Chandler’s figure skating certainly is pretty on the outside, but it’s taken a certain grit for her to follow her dreams and advance her skills to the elite level she’s now skating at. In a town full of skiers, it’s been most always figure skating all the time for Chandler. In fact, until a jaunt up Breckenridge Ski Resort with her father last week, Chandler hadn’t downhill skied in three years. With that, she describes the kind of edge control, physics and holds in figure skating as similar to skiing. Another similarity to skiing, despite the aesthetic the sport of figure skating gives off, is the element of having the toughness to get back up after falling and accepting the reality that pain is inevitable.

Through her time skating in Breckenridge, Chandler said she’s seen the number of figure skaters at Stephen C. West fluctuate. More often than not, other figure skaters give the sport up once they reach the point of learning moves where tumbling to the ice comes with the territory of learning it the right way.

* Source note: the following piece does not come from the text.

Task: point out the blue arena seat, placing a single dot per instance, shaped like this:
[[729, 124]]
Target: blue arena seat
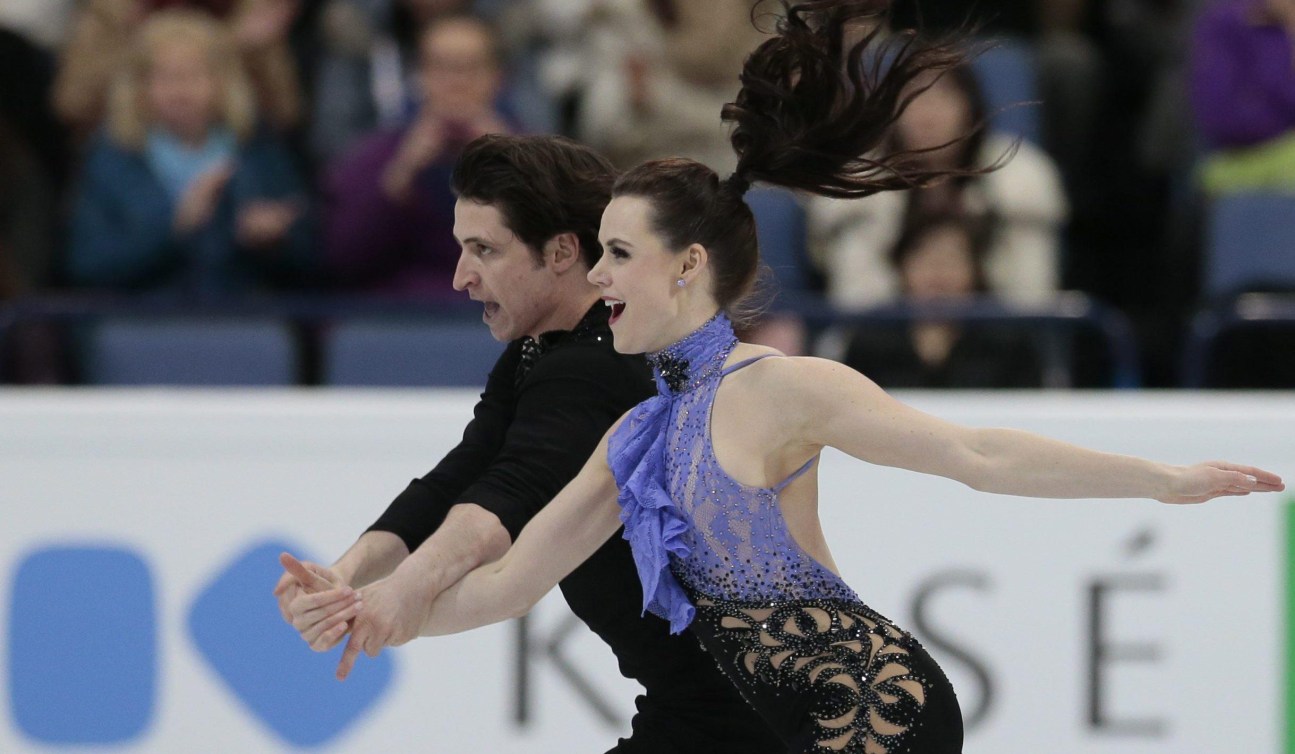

“This is not a sport for people with a low pain tolerance,” Chandler said. “It’s just not.”

Whatever pain she’s skating through, it’s certainly not noticeable once Chandler is out there stringing tricks together, such as the single axel, double salchow and double toe loop tricks she filmed in her audition tape, all while hula hooping. Chandler said she worked hard to refine and polish her skating skills in advance of that audition tape. Her goal was to prove to traveling shows like Holiday On Ice that she could connect and flow her atypical tricks with a professional level of coherence and “showiness.”

Once she arrived in Belgium last October, Chandler and the other cast members drilled daily with Robin Cousins, the principal choreographer of Holiday On Ice and a 1980 Olympic figure skating champion. Of the cast of 36, who used English as a main language to communicate, Chandler was one of nine Americans.

On Wednesday, she flew to Europe again to complete the second of her two seasons skating in “Atlantis.” This time around, the tour will travel to Germany and Austria, where she’ll reprise her roles as a magician’s assistant, an ethereal fairy, a tiger and, of course, a fish.

And when she’s back on the Holiday On Ice bus traveling from one European city to the next, she’ll be thinking of new things to knit for herself, for her friends on the tour, and for her family back home in Summit County.

“I can’t even tell you how many things I made on tour,” Chandler said. “Three hats, four headbands — I started making things for everyone on the cast when I ran out of things I needed. I made a poncho for my mom, two baby blankets and two pairs of leg warmers.”